Lei si è occupato del luogo-spazio del giardino. E ha scritto “I giardini del Lussemburgo”. Qual è lo sguardo dell’antropologo sul giardino?

«Direi che sono soprattutto interessato al parco cittadino, luogo di centralità, elemento identitario della città stessa. I parchi cittadini sono luoghi pieni di ricordi. Il parco della città, diceva Baudelaire, è una cosa che sopravvive alla mortalità delle persone. Il parco cittadino sostanzialmente non cambia e ciò dà il senso del piacere, il senso della permanenza che si prova quando ci si trova lì. Dentro questo luogo c’è un concetto di perfezione, d’immobilità o di qualcosa che si muove decisamente poco. Anatole France, quando descriveva tutte le regine che ci sono nel parco del Lussemburgo, lo faceva dando quasi la sensazione che fosse un suo ricordo d’infanzia. E io, leggendo a dodici-quindici anni Anatole France, me ne meravigliavo. Ma poi, molto più tardi, a un’età ancora più vetusta di quando scriveva France, quando mi sono occupato di regine francesi mi è capitato stranamente questo gioco di ricordi per cui io stesso ricordavo quel che ricordava Anatole France».

Lei ha parlato sempre di luoghi e di non-luoghi. Esiste un luogo nuovo da qualche tempo, il luogo d’accoglienza, dove vengono ammassati i migranti e che non appartiene né a loro né a noi.. Che luogo è?

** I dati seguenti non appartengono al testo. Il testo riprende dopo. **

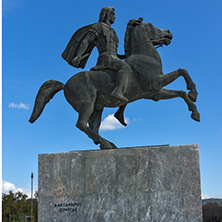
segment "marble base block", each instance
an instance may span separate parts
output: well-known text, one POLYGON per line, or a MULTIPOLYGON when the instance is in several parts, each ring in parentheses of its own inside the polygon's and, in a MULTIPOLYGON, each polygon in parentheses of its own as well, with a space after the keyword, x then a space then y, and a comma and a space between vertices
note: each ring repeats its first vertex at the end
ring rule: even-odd
POLYGON ((198 145, 39 155, 39 222, 201 222, 198 145))

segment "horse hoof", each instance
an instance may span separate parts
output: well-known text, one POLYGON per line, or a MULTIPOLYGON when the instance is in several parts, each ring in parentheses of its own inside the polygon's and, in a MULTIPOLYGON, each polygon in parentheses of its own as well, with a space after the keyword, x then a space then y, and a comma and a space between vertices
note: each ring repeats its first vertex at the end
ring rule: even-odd
POLYGON ((117 146, 114 143, 110 142, 110 145, 112 146, 112 149, 118 149, 117 146))
POLYGON ((95 145, 98 145, 98 144, 99 144, 99 141, 94 141, 94 144, 95 144, 95 145))
POLYGON ((198 112, 193 112, 193 113, 191 114, 191 118, 192 118, 193 120, 197 121, 197 122, 200 122, 200 113, 198 113, 198 112))
POLYGON ((114 143, 106 141, 106 142, 102 142, 100 144, 100 149, 101 150, 110 150, 110 149, 117 149, 117 147, 115 146, 114 143))
POLYGON ((124 121, 123 115, 121 115, 119 113, 115 113, 114 116, 123 126, 127 126, 127 124, 124 121))
POLYGON ((197 95, 198 95, 198 92, 196 90, 191 90, 189 93, 188 93, 188 97, 189 99, 192 101, 192 102, 196 102, 197 101, 197 95))

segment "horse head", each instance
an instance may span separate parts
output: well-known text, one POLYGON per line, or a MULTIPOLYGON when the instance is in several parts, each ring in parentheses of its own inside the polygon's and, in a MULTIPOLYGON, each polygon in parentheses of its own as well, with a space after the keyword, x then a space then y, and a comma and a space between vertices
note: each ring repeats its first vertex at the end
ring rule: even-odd
POLYGON ((127 24, 125 34, 125 55, 150 54, 149 50, 154 50, 155 45, 170 43, 173 38, 169 30, 155 27, 151 23, 143 23, 143 18, 132 19, 127 24))
POLYGON ((173 35, 170 32, 170 30, 159 29, 156 26, 152 25, 151 23, 144 23, 144 26, 146 29, 147 36, 152 41, 158 41, 162 39, 171 40, 173 38, 173 35))

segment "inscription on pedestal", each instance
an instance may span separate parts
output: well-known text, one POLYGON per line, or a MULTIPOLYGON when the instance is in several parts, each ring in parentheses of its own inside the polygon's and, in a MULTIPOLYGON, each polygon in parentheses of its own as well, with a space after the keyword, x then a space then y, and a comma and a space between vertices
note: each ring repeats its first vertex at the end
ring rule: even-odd
POLYGON ((62 212, 77 212, 78 208, 82 206, 82 203, 55 203, 54 209, 62 212))

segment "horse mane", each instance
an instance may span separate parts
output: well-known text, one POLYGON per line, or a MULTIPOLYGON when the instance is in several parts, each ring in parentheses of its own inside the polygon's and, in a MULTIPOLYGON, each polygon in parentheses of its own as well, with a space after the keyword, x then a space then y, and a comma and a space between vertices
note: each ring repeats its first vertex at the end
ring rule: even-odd
POLYGON ((130 41, 129 40, 130 40, 131 32, 136 25, 141 25, 141 24, 143 24, 142 17, 140 17, 138 20, 131 19, 131 20, 129 20, 129 22, 127 24, 126 34, 125 34, 125 38, 124 38, 124 48, 125 48, 126 58, 129 56, 129 51, 130 51, 130 45, 129 45, 130 41))

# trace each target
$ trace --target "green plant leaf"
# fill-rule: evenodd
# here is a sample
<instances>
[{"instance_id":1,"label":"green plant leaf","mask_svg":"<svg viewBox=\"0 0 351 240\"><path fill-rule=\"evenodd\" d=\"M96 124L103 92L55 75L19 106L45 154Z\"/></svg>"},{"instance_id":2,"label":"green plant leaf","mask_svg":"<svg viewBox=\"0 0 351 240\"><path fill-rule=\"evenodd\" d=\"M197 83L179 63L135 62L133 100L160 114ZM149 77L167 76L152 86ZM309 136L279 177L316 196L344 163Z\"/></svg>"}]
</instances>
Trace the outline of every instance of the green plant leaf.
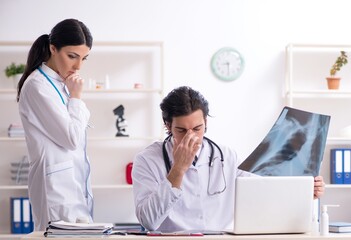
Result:
<instances>
[{"instance_id":1,"label":"green plant leaf","mask_svg":"<svg viewBox=\"0 0 351 240\"><path fill-rule=\"evenodd\" d=\"M340 56L336 59L335 63L330 69L330 76L335 76L335 74L340 71L341 67L347 64L347 54L345 51L340 51Z\"/></svg>"},{"instance_id":2,"label":"green plant leaf","mask_svg":"<svg viewBox=\"0 0 351 240\"><path fill-rule=\"evenodd\" d=\"M25 65L20 63L20 64L15 64L14 62L11 63L9 66L5 68L5 75L6 77L11 77L16 74L24 73Z\"/></svg>"}]
</instances>

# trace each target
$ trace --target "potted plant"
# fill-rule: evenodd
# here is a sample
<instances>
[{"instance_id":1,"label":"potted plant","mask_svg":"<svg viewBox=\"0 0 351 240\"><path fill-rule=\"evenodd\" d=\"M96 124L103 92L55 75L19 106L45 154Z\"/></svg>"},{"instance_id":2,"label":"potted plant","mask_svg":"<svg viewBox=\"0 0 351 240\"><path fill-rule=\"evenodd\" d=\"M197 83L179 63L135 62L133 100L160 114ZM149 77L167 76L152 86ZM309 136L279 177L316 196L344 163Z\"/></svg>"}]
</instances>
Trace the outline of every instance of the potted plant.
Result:
<instances>
[{"instance_id":1,"label":"potted plant","mask_svg":"<svg viewBox=\"0 0 351 240\"><path fill-rule=\"evenodd\" d=\"M5 68L5 75L6 77L13 79L15 88L17 87L18 81L21 79L22 74L24 73L24 69L24 64L15 64L14 62Z\"/></svg>"},{"instance_id":2,"label":"potted plant","mask_svg":"<svg viewBox=\"0 0 351 240\"><path fill-rule=\"evenodd\" d=\"M336 73L340 71L341 67L347 64L347 55L345 51L340 51L340 56L330 69L330 76L327 77L328 89L339 89L340 77L336 77Z\"/></svg>"}]
</instances>

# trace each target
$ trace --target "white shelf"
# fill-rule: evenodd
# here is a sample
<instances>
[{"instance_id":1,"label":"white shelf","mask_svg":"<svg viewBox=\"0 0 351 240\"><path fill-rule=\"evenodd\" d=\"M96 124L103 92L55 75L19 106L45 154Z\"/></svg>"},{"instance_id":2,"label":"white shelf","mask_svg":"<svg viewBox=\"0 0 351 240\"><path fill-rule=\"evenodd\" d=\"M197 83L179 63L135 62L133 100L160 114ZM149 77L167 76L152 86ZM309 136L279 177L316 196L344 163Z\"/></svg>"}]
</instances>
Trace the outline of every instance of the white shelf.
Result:
<instances>
[{"instance_id":1,"label":"white shelf","mask_svg":"<svg viewBox=\"0 0 351 240\"><path fill-rule=\"evenodd\" d=\"M24 137L0 137L0 142L23 142Z\"/></svg>"},{"instance_id":2,"label":"white shelf","mask_svg":"<svg viewBox=\"0 0 351 240\"><path fill-rule=\"evenodd\" d=\"M330 189L351 189L351 184L326 184L325 188L330 188Z\"/></svg>"},{"instance_id":3,"label":"white shelf","mask_svg":"<svg viewBox=\"0 0 351 240\"><path fill-rule=\"evenodd\" d=\"M30 41L0 41L0 46L11 46L11 47L21 47L21 46L31 46L33 42ZM96 41L94 42L94 47L162 47L163 42L161 41Z\"/></svg>"},{"instance_id":4,"label":"white shelf","mask_svg":"<svg viewBox=\"0 0 351 240\"><path fill-rule=\"evenodd\" d=\"M3 185L0 186L0 190L24 190L28 189L27 185Z\"/></svg>"},{"instance_id":5,"label":"white shelf","mask_svg":"<svg viewBox=\"0 0 351 240\"><path fill-rule=\"evenodd\" d=\"M304 51L304 52L335 52L335 51L351 51L350 44L304 44L290 43L286 46L286 51Z\"/></svg>"},{"instance_id":6,"label":"white shelf","mask_svg":"<svg viewBox=\"0 0 351 240\"><path fill-rule=\"evenodd\" d=\"M342 137L333 137L327 139L327 144L330 145L343 145L343 144L351 144L351 138L342 138Z\"/></svg>"},{"instance_id":7,"label":"white shelf","mask_svg":"<svg viewBox=\"0 0 351 240\"><path fill-rule=\"evenodd\" d=\"M99 93L162 93L162 89L159 88L138 88L138 89L87 89L84 93L99 94Z\"/></svg>"},{"instance_id":8,"label":"white shelf","mask_svg":"<svg viewBox=\"0 0 351 240\"><path fill-rule=\"evenodd\" d=\"M345 90L292 90L286 92L286 97L294 98L351 98L351 91Z\"/></svg>"},{"instance_id":9,"label":"white shelf","mask_svg":"<svg viewBox=\"0 0 351 240\"><path fill-rule=\"evenodd\" d=\"M157 93L162 94L162 89L160 88L125 88L125 89L85 89L83 94L106 94L106 93ZM14 88L2 88L0 89L0 94L17 94L17 90Z\"/></svg>"},{"instance_id":10,"label":"white shelf","mask_svg":"<svg viewBox=\"0 0 351 240\"><path fill-rule=\"evenodd\" d=\"M351 148L351 137L342 137L343 134L346 136L345 128L351 124L348 114L351 72L347 70L348 66L338 72L342 78L338 90L329 90L325 79L340 51L346 51L350 55L351 45L289 44L286 47L285 90L282 95L290 107L331 117L320 168L320 174L327 184L319 202L320 205L339 204L340 208L330 212L330 218L335 221L351 221L347 208L351 184L330 184L330 149Z\"/></svg>"},{"instance_id":11,"label":"white shelf","mask_svg":"<svg viewBox=\"0 0 351 240\"><path fill-rule=\"evenodd\" d=\"M26 234L10 234L10 233L2 233L0 232L0 239L18 239L20 240L22 237L26 236Z\"/></svg>"},{"instance_id":12,"label":"white shelf","mask_svg":"<svg viewBox=\"0 0 351 240\"><path fill-rule=\"evenodd\" d=\"M0 89L0 94L5 94L5 93L8 93L8 94L16 94L17 91L16 89L11 89L11 88L2 88Z\"/></svg>"},{"instance_id":13,"label":"white shelf","mask_svg":"<svg viewBox=\"0 0 351 240\"><path fill-rule=\"evenodd\" d=\"M160 140L159 136L154 137L88 137L88 141L153 141L153 140ZM15 137L0 137L0 142L12 142L12 141L25 141L24 138L15 138ZM328 143L330 144L351 144L351 138L342 138L342 137L332 137L327 139Z\"/></svg>"},{"instance_id":14,"label":"white shelf","mask_svg":"<svg viewBox=\"0 0 351 240\"><path fill-rule=\"evenodd\" d=\"M142 137L142 136L129 136L129 137L88 137L88 141L154 141L159 140L160 136ZM24 137L0 137L0 142L23 142Z\"/></svg>"}]
</instances>

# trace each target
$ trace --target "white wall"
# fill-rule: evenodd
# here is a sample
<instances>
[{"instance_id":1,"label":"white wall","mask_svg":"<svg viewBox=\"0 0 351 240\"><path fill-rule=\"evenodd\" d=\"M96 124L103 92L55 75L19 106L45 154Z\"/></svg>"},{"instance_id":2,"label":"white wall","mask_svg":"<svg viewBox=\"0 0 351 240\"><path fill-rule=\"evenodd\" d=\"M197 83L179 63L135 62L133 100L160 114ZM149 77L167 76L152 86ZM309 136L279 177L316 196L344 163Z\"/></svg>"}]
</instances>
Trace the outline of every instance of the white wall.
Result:
<instances>
[{"instance_id":1,"label":"white wall","mask_svg":"<svg viewBox=\"0 0 351 240\"><path fill-rule=\"evenodd\" d=\"M214 116L207 136L245 158L284 105L287 43L351 43L349 6L348 0L0 0L0 41L34 41L68 17L85 22L96 41L164 41L166 92L180 85L200 90ZM245 57L245 71L233 82L210 72L212 54L224 46Z\"/></svg>"}]
</instances>

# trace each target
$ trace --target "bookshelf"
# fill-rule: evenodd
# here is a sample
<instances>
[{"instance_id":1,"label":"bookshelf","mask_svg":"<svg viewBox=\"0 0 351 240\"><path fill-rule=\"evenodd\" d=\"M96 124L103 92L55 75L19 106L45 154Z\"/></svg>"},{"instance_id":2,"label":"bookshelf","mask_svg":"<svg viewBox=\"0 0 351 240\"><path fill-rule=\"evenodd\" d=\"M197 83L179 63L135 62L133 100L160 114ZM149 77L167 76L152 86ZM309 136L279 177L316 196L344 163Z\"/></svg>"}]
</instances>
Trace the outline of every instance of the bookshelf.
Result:
<instances>
[{"instance_id":1,"label":"bookshelf","mask_svg":"<svg viewBox=\"0 0 351 240\"><path fill-rule=\"evenodd\" d=\"M351 125L347 109L351 104L351 70L348 65L338 75L342 77L338 90L328 90L326 77L341 50L351 52L351 45L288 44L286 46L285 88L283 97L290 107L331 116L325 153L320 169L326 183L320 205L339 204L330 209L330 221L351 221L351 185L335 185L330 181L330 149L351 148L351 135L345 128Z\"/></svg>"}]
</instances>

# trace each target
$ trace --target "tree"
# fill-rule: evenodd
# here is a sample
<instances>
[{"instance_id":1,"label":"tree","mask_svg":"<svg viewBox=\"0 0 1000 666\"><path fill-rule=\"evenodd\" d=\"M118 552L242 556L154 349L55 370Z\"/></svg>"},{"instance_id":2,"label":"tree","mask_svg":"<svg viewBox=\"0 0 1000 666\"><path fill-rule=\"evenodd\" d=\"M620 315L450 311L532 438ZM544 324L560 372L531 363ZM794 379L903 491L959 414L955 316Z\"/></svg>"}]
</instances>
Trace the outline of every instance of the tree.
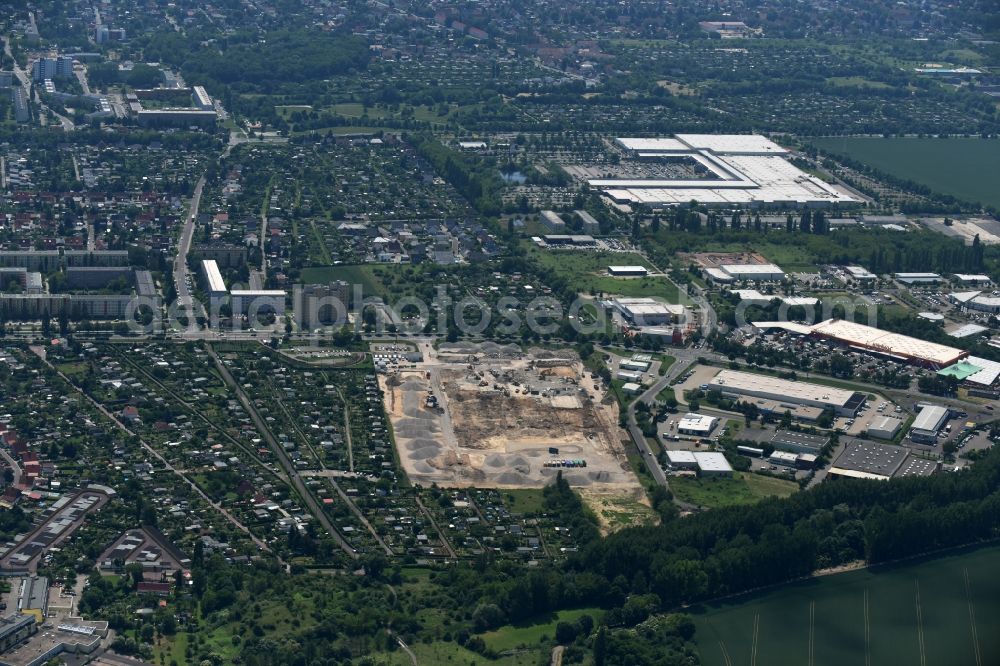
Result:
<instances>
[{"instance_id":1,"label":"tree","mask_svg":"<svg viewBox=\"0 0 1000 666\"><path fill-rule=\"evenodd\" d=\"M608 658L608 629L603 624L594 637L594 666L605 666Z\"/></svg>"}]
</instances>

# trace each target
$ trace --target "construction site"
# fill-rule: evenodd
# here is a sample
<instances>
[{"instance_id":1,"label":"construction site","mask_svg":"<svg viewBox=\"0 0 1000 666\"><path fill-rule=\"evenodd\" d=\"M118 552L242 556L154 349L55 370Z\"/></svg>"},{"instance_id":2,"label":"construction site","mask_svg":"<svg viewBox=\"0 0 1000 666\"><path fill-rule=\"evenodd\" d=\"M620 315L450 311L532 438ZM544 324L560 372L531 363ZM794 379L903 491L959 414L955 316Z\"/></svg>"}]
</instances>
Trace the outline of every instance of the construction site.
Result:
<instances>
[{"instance_id":1,"label":"construction site","mask_svg":"<svg viewBox=\"0 0 1000 666\"><path fill-rule=\"evenodd\" d=\"M400 461L413 483L630 490L617 405L571 351L442 344L380 376Z\"/></svg>"}]
</instances>

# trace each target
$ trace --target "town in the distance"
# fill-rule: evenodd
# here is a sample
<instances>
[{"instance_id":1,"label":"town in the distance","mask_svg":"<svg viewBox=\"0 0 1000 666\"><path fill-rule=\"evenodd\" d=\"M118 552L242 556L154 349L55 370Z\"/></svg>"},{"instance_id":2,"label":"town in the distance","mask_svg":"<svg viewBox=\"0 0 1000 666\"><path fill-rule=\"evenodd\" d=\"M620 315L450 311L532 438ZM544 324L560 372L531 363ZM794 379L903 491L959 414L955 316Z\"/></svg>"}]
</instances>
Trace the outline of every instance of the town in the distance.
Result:
<instances>
[{"instance_id":1,"label":"town in the distance","mask_svg":"<svg viewBox=\"0 0 1000 666\"><path fill-rule=\"evenodd\" d=\"M0 40L0 666L1000 663L992 0Z\"/></svg>"}]
</instances>

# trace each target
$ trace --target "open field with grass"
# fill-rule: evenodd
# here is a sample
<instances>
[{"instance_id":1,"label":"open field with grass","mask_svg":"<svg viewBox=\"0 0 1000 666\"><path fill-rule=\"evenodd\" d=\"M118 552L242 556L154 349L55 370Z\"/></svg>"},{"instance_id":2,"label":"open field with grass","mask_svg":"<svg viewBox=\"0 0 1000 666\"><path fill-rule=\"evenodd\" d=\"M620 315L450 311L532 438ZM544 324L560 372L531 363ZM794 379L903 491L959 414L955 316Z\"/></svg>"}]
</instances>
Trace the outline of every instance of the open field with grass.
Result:
<instances>
[{"instance_id":1,"label":"open field with grass","mask_svg":"<svg viewBox=\"0 0 1000 666\"><path fill-rule=\"evenodd\" d=\"M349 285L361 285L364 294L384 295L385 285L374 273L375 266L317 266L302 269L302 281L306 284L326 283L343 280Z\"/></svg>"},{"instance_id":2,"label":"open field with grass","mask_svg":"<svg viewBox=\"0 0 1000 666\"><path fill-rule=\"evenodd\" d=\"M581 615L589 615L597 623L604 615L600 608L578 608L553 613L549 617L539 618L533 624L506 625L495 631L481 634L486 647L498 653L520 647L535 647L542 640L551 640L556 634L556 625L560 622L576 622ZM436 663L436 662L435 662Z\"/></svg>"},{"instance_id":3,"label":"open field with grass","mask_svg":"<svg viewBox=\"0 0 1000 666\"><path fill-rule=\"evenodd\" d=\"M547 648L536 646L534 650L518 651L516 654L504 655L497 659L487 659L471 650L466 650L458 643L416 643L410 645L418 664L442 664L443 666L537 666L543 652ZM411 666L413 661L402 649L395 652L379 652L371 655L380 666Z\"/></svg>"},{"instance_id":4,"label":"open field with grass","mask_svg":"<svg viewBox=\"0 0 1000 666\"><path fill-rule=\"evenodd\" d=\"M704 666L1000 663L1000 547L694 609Z\"/></svg>"},{"instance_id":5,"label":"open field with grass","mask_svg":"<svg viewBox=\"0 0 1000 666\"><path fill-rule=\"evenodd\" d=\"M793 481L749 472L736 472L732 478L670 478L670 492L678 499L708 508L753 504L765 497L788 497L798 490Z\"/></svg>"},{"instance_id":6,"label":"open field with grass","mask_svg":"<svg viewBox=\"0 0 1000 666\"><path fill-rule=\"evenodd\" d=\"M680 297L677 286L663 276L644 278L616 278L607 274L608 266L644 266L652 270L649 262L637 254L621 252L550 251L531 246L531 258L582 294L607 294L617 296L649 296L668 303L677 303Z\"/></svg>"},{"instance_id":7,"label":"open field with grass","mask_svg":"<svg viewBox=\"0 0 1000 666\"><path fill-rule=\"evenodd\" d=\"M1000 206L1000 139L827 138L811 143L936 192Z\"/></svg>"}]
</instances>

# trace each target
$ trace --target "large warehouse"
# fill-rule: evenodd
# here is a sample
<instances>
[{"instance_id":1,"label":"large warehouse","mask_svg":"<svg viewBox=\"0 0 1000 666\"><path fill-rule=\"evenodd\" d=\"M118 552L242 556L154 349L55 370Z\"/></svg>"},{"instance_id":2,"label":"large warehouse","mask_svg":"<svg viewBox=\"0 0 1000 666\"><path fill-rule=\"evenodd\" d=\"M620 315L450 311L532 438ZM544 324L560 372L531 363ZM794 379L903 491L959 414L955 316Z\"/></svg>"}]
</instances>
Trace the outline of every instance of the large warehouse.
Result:
<instances>
[{"instance_id":1,"label":"large warehouse","mask_svg":"<svg viewBox=\"0 0 1000 666\"><path fill-rule=\"evenodd\" d=\"M935 470L936 462L914 458L902 446L854 441L849 442L844 452L833 461L829 474L831 477L888 481L904 476L927 476Z\"/></svg>"},{"instance_id":2,"label":"large warehouse","mask_svg":"<svg viewBox=\"0 0 1000 666\"><path fill-rule=\"evenodd\" d=\"M721 391L723 395L737 399L741 396L753 396L779 404L831 409L838 416L853 416L865 401L865 396L857 391L738 370L720 370L705 388L709 391Z\"/></svg>"},{"instance_id":3,"label":"large warehouse","mask_svg":"<svg viewBox=\"0 0 1000 666\"><path fill-rule=\"evenodd\" d=\"M690 162L687 179L592 179L591 187L619 204L652 208L685 205L807 206L857 204L847 190L811 176L786 159L788 151L756 134L676 134L671 138L619 138L638 160Z\"/></svg>"},{"instance_id":4,"label":"large warehouse","mask_svg":"<svg viewBox=\"0 0 1000 666\"><path fill-rule=\"evenodd\" d=\"M754 322L759 329L780 328L797 335L813 335L833 340L857 351L881 354L897 361L913 363L928 368L945 368L969 355L955 347L927 342L908 335L883 331L844 319L827 319L814 326L792 322Z\"/></svg>"}]
</instances>

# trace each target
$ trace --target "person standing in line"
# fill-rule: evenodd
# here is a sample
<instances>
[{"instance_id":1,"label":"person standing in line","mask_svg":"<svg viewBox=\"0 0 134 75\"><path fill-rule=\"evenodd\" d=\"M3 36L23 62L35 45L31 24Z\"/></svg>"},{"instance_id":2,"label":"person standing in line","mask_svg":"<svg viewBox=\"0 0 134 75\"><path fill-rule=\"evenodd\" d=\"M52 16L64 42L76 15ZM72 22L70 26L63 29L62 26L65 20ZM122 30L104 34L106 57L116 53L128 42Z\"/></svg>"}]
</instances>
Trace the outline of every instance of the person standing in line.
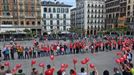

«Un non luogo è quello nel quale non si stabiliscono rapporti sociali ben definiti. E i campi d’accoglienza non sono più non-luoghi ma diventano luoghi di relazioni, di legami. Si pensi alla Palestina o al Libano dove ci sono dei campi da anni e anni e dove si sono instaurate relazioni, sono cresciute generazioni. Certo, è una nozione relativa sia quello del luogo che quella del non-luogo. C’è una geometria da tenere in considerazione, un’organizzazione che nell’immaginario è tipica del villaggio tradizionale, del paesino. Come in un paesino anche nel campo profughi c’è una cartografia non solo fisica ma anche spaziale e sociale. Cosa che è andata perduta negli aeroporti, nella metropolitana, nelle autostrade che sono piuttosto non-luoghi, perché le relazioni umane sono fuggevoli o inesistenti. Ora, i luoghi di accoglienza sono spazi di passaggio e di meticciato, ma tutti noi vogliamo credere all’idea di luogo. Il campo d’accoglienza condivide sia l’idea di luogo che l’idea di non-luogo. Il campo profughi raggruppa un po’ questi due aspetti diversi perché, spesso, a causa del passare del tempo, una cosa che è provvisoria diventa un’installazione».